Australian Fintech Ecosystem Remains Broadly Stable in 2025, Report Reveals

The Australian fintech ecosystem has remained broadly stable during this year, according to an extensive update from KPMG, which also noted that with 801 independent Australian owned fintech companies, “marking a slight 2% decline year-on-year change from 2024.”

The research report from KPMG also mentioned that this decline, whilst smaller than previous years, clearly illustrates the “challenges that the local sector continues to face.”

KPMG further stated that with investment levels in Australian markets now at lows not seen since 2020 (KPMG Pulse of Fintech H1’2025) and continued macroeconomic as well as geopolitical uncertainties, investors “found it challenging to feel confident in their dealmaking activities.”
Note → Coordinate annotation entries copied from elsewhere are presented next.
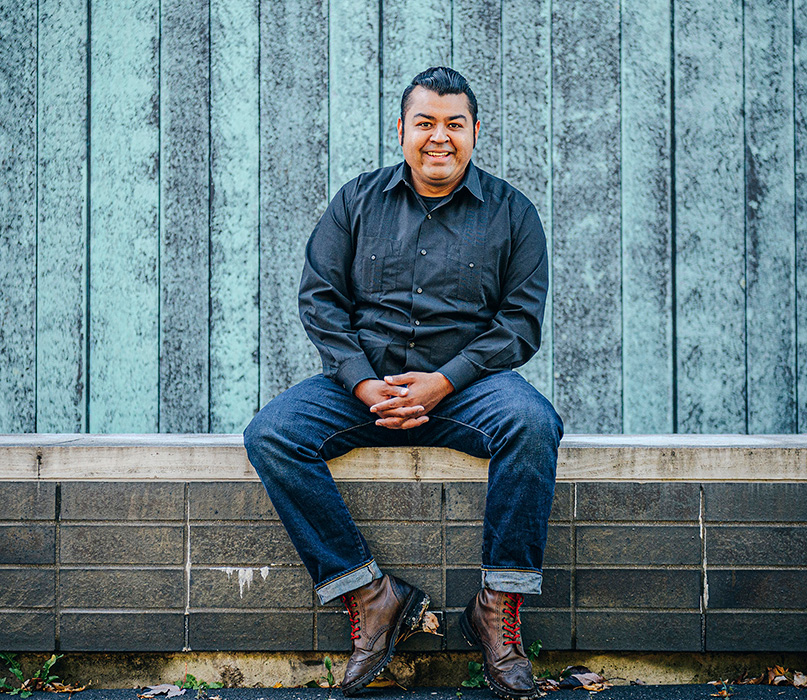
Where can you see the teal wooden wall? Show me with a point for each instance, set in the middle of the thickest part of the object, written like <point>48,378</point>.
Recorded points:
<point>162,163</point>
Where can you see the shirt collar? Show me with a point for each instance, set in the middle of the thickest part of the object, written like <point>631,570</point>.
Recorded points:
<point>470,180</point>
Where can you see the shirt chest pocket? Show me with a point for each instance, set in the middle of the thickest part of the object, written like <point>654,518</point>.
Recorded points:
<point>376,267</point>
<point>469,265</point>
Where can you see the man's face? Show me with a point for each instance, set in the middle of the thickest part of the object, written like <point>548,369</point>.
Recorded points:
<point>437,141</point>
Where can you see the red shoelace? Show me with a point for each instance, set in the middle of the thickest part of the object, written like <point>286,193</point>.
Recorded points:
<point>353,611</point>
<point>512,630</point>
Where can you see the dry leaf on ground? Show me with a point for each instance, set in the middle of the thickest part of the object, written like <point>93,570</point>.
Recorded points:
<point>168,689</point>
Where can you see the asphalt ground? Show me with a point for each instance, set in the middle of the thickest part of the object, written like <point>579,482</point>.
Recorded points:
<point>645,692</point>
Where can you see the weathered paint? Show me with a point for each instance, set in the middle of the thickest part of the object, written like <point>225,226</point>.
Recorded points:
<point>18,106</point>
<point>322,69</point>
<point>234,311</point>
<point>586,220</point>
<point>354,98</point>
<point>184,216</point>
<point>294,178</point>
<point>709,212</point>
<point>416,35</point>
<point>477,54</point>
<point>769,217</point>
<point>527,137</point>
<point>62,209</point>
<point>647,359</point>
<point>124,228</point>
<point>800,146</point>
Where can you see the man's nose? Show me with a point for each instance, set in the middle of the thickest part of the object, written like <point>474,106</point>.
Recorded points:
<point>439,134</point>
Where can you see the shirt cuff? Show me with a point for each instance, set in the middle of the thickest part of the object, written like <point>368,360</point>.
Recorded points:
<point>354,370</point>
<point>460,371</point>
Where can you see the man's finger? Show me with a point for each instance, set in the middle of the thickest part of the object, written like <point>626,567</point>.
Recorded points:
<point>398,379</point>
<point>402,424</point>
<point>399,411</point>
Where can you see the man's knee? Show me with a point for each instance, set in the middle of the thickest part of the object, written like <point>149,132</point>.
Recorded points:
<point>534,415</point>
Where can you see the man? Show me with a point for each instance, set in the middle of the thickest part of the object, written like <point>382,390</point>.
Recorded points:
<point>424,285</point>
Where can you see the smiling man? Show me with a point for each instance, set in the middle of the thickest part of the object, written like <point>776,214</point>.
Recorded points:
<point>424,285</point>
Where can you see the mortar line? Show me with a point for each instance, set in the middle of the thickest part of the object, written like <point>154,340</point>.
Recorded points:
<point>444,562</point>
<point>57,596</point>
<point>704,602</point>
<point>573,568</point>
<point>186,533</point>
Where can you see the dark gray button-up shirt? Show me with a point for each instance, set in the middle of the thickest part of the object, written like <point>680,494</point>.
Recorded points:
<point>390,287</point>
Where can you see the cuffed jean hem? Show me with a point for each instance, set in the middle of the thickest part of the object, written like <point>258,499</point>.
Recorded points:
<point>512,580</point>
<point>348,581</point>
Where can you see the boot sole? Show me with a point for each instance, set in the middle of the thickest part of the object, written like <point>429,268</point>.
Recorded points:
<point>473,640</point>
<point>416,605</point>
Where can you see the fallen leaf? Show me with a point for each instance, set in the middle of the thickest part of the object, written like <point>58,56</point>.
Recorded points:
<point>168,689</point>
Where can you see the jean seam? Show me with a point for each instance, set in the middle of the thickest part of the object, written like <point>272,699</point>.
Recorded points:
<point>472,427</point>
<point>346,430</point>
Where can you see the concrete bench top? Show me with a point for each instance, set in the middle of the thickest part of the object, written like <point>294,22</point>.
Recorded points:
<point>206,457</point>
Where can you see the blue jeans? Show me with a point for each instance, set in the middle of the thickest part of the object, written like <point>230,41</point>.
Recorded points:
<point>500,417</point>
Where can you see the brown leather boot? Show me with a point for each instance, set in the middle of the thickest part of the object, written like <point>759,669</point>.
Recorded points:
<point>492,622</point>
<point>379,612</point>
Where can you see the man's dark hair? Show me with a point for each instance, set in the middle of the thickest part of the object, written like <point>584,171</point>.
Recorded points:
<point>443,81</point>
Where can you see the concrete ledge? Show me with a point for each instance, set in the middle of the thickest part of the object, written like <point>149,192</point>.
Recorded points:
<point>634,458</point>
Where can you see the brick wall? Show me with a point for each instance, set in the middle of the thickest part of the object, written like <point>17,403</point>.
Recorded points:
<point>166,566</point>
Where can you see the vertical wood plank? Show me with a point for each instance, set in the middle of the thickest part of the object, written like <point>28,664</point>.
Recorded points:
<point>586,220</point>
<point>235,156</point>
<point>800,101</point>
<point>769,217</point>
<point>416,36</point>
<point>710,244</point>
<point>527,136</point>
<point>18,106</point>
<point>62,238</point>
<point>353,89</point>
<point>477,34</point>
<point>184,216</point>
<point>647,358</point>
<point>124,227</point>
<point>294,177</point>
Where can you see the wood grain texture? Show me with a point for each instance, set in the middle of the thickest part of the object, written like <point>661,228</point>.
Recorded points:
<point>184,216</point>
<point>416,36</point>
<point>354,98</point>
<point>62,207</point>
<point>769,217</point>
<point>477,54</point>
<point>124,227</point>
<point>647,358</point>
<point>527,137</point>
<point>294,178</point>
<point>586,221</point>
<point>800,118</point>
<point>710,244</point>
<point>18,109</point>
<point>235,157</point>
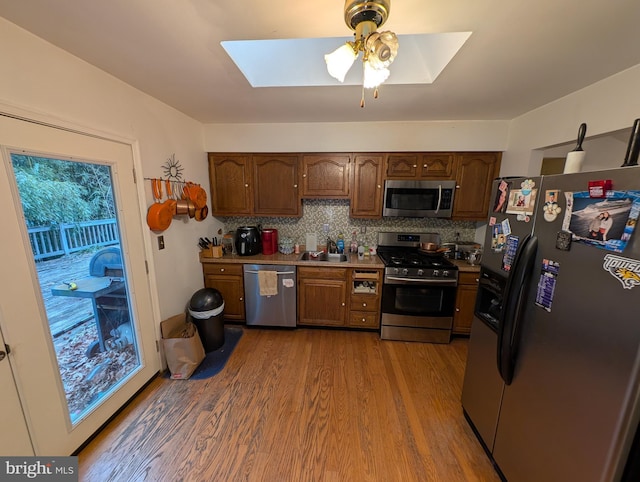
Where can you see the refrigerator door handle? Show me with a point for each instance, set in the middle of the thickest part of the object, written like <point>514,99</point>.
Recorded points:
<point>515,297</point>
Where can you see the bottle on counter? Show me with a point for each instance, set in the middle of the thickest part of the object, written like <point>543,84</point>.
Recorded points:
<point>354,242</point>
<point>340,243</point>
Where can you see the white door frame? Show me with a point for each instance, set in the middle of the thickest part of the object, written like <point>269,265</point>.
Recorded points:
<point>38,410</point>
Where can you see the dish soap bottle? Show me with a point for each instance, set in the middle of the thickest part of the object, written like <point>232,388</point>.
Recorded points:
<point>340,243</point>
<point>354,242</point>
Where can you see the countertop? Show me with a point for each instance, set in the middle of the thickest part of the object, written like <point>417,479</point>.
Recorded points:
<point>464,267</point>
<point>371,261</point>
<point>293,259</point>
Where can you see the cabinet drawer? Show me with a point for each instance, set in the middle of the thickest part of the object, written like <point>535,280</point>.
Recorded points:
<point>222,268</point>
<point>364,319</point>
<point>468,278</point>
<point>322,273</point>
<point>364,302</point>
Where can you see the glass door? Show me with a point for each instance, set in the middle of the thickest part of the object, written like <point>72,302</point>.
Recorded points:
<point>76,305</point>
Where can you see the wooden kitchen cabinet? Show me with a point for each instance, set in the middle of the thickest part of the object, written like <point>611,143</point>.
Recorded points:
<point>474,175</point>
<point>365,294</point>
<point>275,185</point>
<point>366,189</point>
<point>230,181</point>
<point>322,299</point>
<point>420,166</point>
<point>325,176</point>
<point>465,303</point>
<point>227,279</point>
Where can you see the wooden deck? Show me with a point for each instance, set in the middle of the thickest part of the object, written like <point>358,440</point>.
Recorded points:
<point>64,313</point>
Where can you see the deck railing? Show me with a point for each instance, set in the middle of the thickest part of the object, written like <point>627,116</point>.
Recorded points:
<point>52,241</point>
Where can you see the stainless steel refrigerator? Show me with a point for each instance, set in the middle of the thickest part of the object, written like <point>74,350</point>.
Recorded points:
<point>552,383</point>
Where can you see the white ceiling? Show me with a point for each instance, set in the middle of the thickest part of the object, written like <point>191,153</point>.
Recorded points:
<point>521,54</point>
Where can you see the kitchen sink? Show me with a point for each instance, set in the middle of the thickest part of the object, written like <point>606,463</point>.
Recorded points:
<point>322,256</point>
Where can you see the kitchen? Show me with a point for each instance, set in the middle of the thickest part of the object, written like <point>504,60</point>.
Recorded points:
<point>81,95</point>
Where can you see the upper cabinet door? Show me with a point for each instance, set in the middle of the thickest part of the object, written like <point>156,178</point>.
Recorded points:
<point>402,166</point>
<point>275,185</point>
<point>474,175</point>
<point>366,198</point>
<point>325,175</point>
<point>230,177</point>
<point>438,165</point>
<point>418,165</point>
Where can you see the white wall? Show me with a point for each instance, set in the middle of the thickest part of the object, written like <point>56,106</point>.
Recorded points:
<point>606,106</point>
<point>38,77</point>
<point>358,137</point>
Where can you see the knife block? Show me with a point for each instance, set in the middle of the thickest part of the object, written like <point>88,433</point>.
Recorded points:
<point>212,252</point>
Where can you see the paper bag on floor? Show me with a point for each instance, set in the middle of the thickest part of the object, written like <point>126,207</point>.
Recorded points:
<point>182,345</point>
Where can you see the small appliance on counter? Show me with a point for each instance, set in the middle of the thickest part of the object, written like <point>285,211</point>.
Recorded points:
<point>247,241</point>
<point>269,241</point>
<point>460,249</point>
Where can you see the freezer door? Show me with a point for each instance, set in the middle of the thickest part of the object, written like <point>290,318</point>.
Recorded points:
<point>505,197</point>
<point>482,387</point>
<point>567,412</point>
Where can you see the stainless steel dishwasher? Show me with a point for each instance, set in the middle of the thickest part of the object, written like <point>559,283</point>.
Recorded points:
<point>277,308</point>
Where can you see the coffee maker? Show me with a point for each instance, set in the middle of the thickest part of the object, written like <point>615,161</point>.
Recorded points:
<point>247,240</point>
<point>269,241</point>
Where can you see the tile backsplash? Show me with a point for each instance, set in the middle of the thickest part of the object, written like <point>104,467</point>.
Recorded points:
<point>335,213</point>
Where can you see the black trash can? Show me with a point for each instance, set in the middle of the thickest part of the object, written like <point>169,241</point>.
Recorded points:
<point>206,308</point>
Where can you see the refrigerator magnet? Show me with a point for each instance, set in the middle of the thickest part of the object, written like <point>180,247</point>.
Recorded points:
<point>625,270</point>
<point>550,209</point>
<point>501,197</point>
<point>547,284</point>
<point>563,241</point>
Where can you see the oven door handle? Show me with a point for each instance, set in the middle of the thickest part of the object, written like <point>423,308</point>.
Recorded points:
<point>440,282</point>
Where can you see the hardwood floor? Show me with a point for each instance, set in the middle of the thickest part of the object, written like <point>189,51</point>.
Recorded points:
<point>302,405</point>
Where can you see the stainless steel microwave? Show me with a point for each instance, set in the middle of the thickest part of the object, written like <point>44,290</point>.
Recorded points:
<point>418,199</point>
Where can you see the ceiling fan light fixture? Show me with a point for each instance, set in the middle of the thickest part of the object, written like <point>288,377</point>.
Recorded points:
<point>340,61</point>
<point>378,49</point>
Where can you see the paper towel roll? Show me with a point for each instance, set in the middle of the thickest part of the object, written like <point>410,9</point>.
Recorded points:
<point>574,162</point>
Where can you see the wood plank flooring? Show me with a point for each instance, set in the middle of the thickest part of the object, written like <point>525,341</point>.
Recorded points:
<point>301,405</point>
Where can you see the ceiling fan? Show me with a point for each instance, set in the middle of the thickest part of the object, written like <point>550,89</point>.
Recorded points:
<point>379,49</point>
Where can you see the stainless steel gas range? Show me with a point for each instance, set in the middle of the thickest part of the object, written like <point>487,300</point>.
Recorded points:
<point>418,291</point>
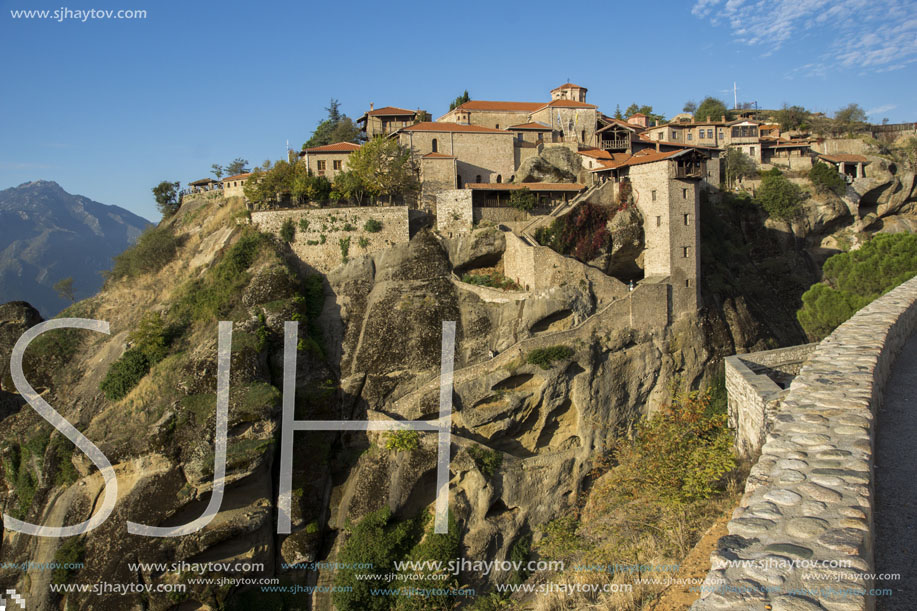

The KPMG update also pointed out that this resulted in a decline in the number of active companies in the Australian fintech ecosystem, “partly due to M&A activity.”

Australian fintech companies are faced with “a number of challenges in the current climate, including the limited size of the local market, the difficult capital raising environment (particularly at an earlier stage in the start-up and scale-up stages of growth) and the lack of viable exits.”

That being said, the KPMG report stated that the current pace of decline has slowed down “significantly from previous years, possibly indicating that the ecosystem might have finally reached a more sustainable size and providing hope that we have reached and indeed passed the bottom of the investment cycle, after speculative and rapid expansion in the prior years.”

Currently, the Fintech ecosystem in other jurisdictions is also facing considerable obstacles due to rising economic and political uncertainty. The digital economy has become increasingly globalized and interconnected due to technology advancements that have made it easier to carry out transactions across borders.

Australia remains one of the world’s largest economies despite the challenges it faces.

The report added:

Australian deals in 2025 have been characterised by strategic consolidation and acquisitions, enabling leading players to strengthen their positions while weaker firms were forced to exit the market. This rationalisation reflects a maturing industry where scale, compliance, and operational resilience are critical to long-term success.”

The report concluded:

“Looking ahead, fintech investors are likely to remain selective with their dealmaking. The ecosystem is entering a phase where quality trumps quantity, and partnerships between fintechs and incumbents are accelerating. Any recovery in the Australian fintech sector, will ultimately be dependent on macroeconomic conditions stabilising and funding availability improving, including a favourable monetary policy environment, with fintech companies focused on building sustainable, scalable and ultimately global business models likely to attract the most attention.”